Dr Charles W. A. Prior


My current work has been funded by a Research Fellowship from the Leverhulme Trust (RF-2017-156\3). With the support of the Trust, I recently completed a new book, provisionally titled Powers in the Land: Negotiating American Sovereignty, from Roanoke to the Republic. As the pitch to the Trust said: ‘Historians hold these truths to be self-evident: that the ideological origins of the American Revolution lie in arguments about political rights, which were conducted exclusively within English and European frameworks of political ideas. This project takes a different approach, and situates conflict over land at the centre of a contest between settlers, Indians, colonial governors and the Crown. Offering the first sustained analysis of treaties and laws that structured the relationship between settlers and Indians, it recovers a long history of ‘conquest’ that Thomas Jefferson claimed as the basis of ‘the right to hold’ and rule territory’. Aspects of the larger argument can be found in my chapter: ‘Settlers Among Empires: Conquest and the American Revolution’ in Remembering Early Modern Revolutions edited by Ted Vallance.

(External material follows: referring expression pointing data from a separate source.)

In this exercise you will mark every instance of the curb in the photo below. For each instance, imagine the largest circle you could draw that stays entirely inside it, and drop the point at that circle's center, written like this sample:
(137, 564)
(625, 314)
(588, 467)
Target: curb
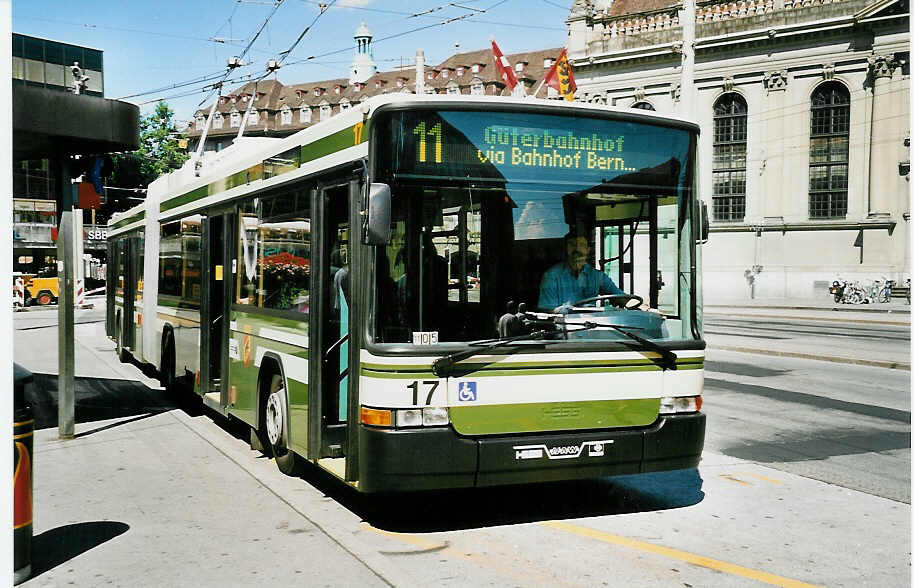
(895, 365)
(855, 308)
(901, 322)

The second book project is called Pathways of Power: Treaties and the Shapes of Sovereignty in America, 1701-1784. It argues that the most important treaties of the eighteenth century were negotiated around council fires in New York and Pennsylvania, rather than in European courts. Treaties shaped relations of power between Indians, settlers and the British Crown, but they are the least understood part of the history of early America. This project fills that gap by providing a systematic analysis of a selection of key treaties that defined a contest for sovereignty and territory before and after the American Revolution. The map of early America was comprised of fluid and contested zones of law and violence, where diplomacy, trade and amity mingled with conflict, exclusion and enmity. That complexity has been obscured by a narrative of democratic revolution that relegated Native Americans to the status of ‘merciless Indian savages’. This project will challenge common perceptions to reveal a history of imperial negotiation where European power was matched by that of indigenous empires. The book devotes a chapter to one of three linked themes: how territory was claimed; how this territory was subsequently used and its ‘ownership’ contested; how space and territory were reshaped as the result of these processes.